During the first Gulf War in the early 1990s broadcast journalism defined how the West perceived the conflict. “News media turned the Gulf War into a fight between evenly matched opponents,” Paris & Donovan state, “but did not mention or show the uneven damage and death toll: 20,000 dead Iraqi soldiers and an estimated 75,000 civilian casualties, compared with 286 deaths of American soldiers.” Referring to The Gulf War Did Not Take Place (1993) by media theorist Jean Baudrillard, they argue that “US media mythologized the conflict through the stylized misrepresentation of events, justifying a colonization effort by a country with a strong and well-resourced military. These images were real images. What was manipulative was how they were contextualized, interpreted, and broadcast around the clock on cable television.”
Two technological developments set the stage for what Paris & Donovan call “cheap fakes” – the rise of social media platforms and the camera feature of mobile phones. “The combination of mobile cameras and social media,” they contend, “radically expanded the possibilities of who could distribute photographic media, to whom, and at what speeds.” Techniques of cheap fakes include photoshopping, lookalikes, decontextualization, and speeding and slowing moving images.
In a piece titled Photoshop for Democracy posted to MIT Technology Review dated June 4, 2004, cultural scholar Henry Jenkins analyzed a number of online communities that used image manipulation software and social media to make “participatory culture [become] participatory government.” He referred to an image with faces of George W. Bush, Colin Powell and Donald Rumsfeld grafted onto the Three Stooges and argued that this use of Photoshop is a meaningful way for the public to hold elected officials accountable.

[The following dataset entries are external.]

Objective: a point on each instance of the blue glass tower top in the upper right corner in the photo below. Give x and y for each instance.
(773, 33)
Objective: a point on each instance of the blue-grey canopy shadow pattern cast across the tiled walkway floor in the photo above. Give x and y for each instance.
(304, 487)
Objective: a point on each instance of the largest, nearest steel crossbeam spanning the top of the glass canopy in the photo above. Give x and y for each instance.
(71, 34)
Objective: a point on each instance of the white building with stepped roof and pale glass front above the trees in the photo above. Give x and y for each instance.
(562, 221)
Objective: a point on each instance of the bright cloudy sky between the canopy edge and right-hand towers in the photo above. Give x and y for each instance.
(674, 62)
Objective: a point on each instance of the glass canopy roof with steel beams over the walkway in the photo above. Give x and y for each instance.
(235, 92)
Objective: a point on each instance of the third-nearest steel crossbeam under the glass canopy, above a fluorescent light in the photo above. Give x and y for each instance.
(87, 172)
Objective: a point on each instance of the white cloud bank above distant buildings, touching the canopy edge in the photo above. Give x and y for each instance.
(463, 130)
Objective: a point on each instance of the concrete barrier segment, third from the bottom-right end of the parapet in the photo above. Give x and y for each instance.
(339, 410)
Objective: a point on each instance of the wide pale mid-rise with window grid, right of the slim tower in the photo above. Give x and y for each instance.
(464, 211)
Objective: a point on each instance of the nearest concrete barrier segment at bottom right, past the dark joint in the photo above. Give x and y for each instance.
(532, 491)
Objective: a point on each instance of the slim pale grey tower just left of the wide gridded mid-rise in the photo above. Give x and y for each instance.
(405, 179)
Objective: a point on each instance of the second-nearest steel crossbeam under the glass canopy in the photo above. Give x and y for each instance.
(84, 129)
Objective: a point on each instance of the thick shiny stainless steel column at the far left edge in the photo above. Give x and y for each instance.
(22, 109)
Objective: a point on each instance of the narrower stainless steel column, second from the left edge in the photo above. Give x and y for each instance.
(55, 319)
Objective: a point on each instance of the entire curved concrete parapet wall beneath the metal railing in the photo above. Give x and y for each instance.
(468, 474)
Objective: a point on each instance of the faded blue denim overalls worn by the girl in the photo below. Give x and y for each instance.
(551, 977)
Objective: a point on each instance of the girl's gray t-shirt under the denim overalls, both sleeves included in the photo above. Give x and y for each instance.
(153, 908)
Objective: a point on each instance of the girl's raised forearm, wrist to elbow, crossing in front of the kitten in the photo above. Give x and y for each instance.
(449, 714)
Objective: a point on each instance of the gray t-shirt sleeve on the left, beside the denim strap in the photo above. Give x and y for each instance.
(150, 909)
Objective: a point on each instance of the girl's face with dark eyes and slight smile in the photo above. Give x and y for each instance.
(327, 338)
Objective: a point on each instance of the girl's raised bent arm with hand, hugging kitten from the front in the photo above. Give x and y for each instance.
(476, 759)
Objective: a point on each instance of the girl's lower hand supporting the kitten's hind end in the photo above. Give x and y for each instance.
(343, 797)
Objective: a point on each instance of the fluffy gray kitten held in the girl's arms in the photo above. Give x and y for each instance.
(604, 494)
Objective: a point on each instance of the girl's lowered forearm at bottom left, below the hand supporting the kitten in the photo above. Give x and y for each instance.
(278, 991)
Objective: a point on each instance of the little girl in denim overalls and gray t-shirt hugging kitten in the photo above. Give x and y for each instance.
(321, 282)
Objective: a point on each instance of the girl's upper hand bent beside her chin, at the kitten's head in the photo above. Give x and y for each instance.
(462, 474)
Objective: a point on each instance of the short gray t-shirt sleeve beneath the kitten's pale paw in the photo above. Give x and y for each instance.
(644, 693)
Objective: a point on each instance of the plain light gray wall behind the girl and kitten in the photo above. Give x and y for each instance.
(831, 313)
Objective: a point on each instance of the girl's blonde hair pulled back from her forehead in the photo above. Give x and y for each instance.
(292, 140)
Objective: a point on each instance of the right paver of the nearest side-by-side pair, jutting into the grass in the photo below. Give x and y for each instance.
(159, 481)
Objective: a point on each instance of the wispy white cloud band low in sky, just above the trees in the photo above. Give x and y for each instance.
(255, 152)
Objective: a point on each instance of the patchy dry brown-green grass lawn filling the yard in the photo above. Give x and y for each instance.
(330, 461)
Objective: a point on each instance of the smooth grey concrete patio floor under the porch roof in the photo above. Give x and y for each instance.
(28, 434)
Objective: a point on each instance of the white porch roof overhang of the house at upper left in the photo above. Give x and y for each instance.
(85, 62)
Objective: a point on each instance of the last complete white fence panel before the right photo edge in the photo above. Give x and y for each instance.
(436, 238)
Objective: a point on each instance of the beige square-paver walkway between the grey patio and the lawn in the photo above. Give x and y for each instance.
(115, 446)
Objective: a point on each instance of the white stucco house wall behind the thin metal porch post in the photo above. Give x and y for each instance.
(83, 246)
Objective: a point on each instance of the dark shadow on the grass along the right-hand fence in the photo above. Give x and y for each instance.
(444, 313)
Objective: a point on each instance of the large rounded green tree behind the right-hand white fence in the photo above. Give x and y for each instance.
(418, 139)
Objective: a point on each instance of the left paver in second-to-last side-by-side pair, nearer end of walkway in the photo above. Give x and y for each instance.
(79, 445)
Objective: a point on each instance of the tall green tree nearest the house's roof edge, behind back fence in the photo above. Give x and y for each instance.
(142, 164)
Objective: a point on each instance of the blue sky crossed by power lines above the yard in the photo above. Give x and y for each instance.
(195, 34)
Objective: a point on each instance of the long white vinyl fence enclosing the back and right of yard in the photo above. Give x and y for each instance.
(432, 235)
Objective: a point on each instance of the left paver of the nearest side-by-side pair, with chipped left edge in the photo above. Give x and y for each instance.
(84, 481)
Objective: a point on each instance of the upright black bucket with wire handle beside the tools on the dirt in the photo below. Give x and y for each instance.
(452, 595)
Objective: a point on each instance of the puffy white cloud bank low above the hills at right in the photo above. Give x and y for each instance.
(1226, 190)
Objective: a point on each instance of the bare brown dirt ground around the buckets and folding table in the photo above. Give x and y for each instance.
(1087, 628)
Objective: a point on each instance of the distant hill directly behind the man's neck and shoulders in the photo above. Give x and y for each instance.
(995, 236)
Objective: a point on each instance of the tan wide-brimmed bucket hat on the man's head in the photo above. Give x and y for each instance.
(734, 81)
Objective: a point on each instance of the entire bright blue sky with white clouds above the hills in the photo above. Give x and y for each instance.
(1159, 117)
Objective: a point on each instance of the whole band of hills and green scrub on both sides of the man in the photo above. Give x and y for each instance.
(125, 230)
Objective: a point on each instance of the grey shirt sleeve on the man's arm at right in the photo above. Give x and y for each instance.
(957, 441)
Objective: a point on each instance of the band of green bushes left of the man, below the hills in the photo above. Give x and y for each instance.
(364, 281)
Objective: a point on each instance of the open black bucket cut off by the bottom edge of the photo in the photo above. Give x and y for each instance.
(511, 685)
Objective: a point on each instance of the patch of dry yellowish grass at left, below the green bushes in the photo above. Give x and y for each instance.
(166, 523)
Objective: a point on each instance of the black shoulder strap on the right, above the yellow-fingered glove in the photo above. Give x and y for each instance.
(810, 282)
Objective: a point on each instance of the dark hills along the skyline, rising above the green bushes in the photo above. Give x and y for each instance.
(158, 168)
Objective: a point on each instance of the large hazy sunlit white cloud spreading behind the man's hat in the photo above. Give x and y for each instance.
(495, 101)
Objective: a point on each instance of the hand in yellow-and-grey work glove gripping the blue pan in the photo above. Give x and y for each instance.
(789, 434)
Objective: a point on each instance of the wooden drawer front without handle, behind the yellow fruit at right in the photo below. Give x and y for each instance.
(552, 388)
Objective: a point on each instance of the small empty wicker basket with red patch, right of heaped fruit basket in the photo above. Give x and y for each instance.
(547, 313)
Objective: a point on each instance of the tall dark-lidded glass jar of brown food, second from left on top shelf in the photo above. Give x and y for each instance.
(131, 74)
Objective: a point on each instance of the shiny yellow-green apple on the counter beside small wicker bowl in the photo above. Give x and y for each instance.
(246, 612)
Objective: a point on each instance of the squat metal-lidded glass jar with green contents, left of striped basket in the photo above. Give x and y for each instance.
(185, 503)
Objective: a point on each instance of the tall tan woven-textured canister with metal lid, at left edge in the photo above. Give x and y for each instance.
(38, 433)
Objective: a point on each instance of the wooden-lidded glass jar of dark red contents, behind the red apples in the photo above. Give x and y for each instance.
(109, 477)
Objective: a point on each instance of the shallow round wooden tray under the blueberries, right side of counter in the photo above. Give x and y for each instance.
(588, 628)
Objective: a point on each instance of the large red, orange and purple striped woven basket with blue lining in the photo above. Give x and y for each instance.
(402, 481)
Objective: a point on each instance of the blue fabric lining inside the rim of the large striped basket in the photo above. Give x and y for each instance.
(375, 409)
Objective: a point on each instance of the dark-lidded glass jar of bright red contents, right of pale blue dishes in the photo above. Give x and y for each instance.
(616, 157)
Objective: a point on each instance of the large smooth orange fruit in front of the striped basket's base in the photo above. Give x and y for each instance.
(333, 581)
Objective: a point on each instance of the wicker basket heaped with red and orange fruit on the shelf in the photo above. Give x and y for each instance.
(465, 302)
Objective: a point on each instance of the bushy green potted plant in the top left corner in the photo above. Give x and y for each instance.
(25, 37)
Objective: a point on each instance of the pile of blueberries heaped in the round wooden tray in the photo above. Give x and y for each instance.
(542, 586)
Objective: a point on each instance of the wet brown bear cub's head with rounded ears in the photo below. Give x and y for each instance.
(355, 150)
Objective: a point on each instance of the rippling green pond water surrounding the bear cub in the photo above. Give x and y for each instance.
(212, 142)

Paris & Donovan adopt Jenkins’ argument about Photoshop as illustrative of an important component of the history of evidence. “While the already-dominant shapers of discourse centralize power through expert interpretation,” they assert, “members of the public can redistribute that power when they have the ability to spread expressive messages at larger scales, with less expert oversight than ever before.” The image of the Three Stooges drives the point home. The manipulated image does not make an evidentiary claim. It is like a political cartoon or a protest sign – an expression of political belief. Image manipulation tools like Photoshop can therefore only have real consequences for individuals when expression is not clearly distinguishable from evidence.
Deepfakes are not going away and it is unlikely that the problems associated with image manipulation will be solved solely by legislation or the courts.
There can be no question in Canadian law that there is a reasonable expectation of privacy in the image of one’s own face. Although it has been held that a photograph may not rise to the level of core biographical information, or that it represents the “ultimate essence” of an individual’s “personal being”, it has been held that a photograph is “personal information” under the Privacy Act, RSC 1985, c P-21, s 3. Yet, it is common for law enforcement to obtain photographs contained in government databases without judicial authorization. (See e.g., R v Flintroy, 2018 BCSC 1692 per Williams J. at para 25)
In an article titled AI can’t protect us from deepfakes, argues new report posted to The Verge blog on September 18, 2019, Zoe Schiffer quoted David Greene, Civil Liberties Director at the Electronic Frontier Foundation, who emphasized that fake videos can have important uses in political commentary, parody, and anonymizing people who need identity protection. “If there’s going to be a deepfakes law,” Greene said, “it needs to account for free speech.”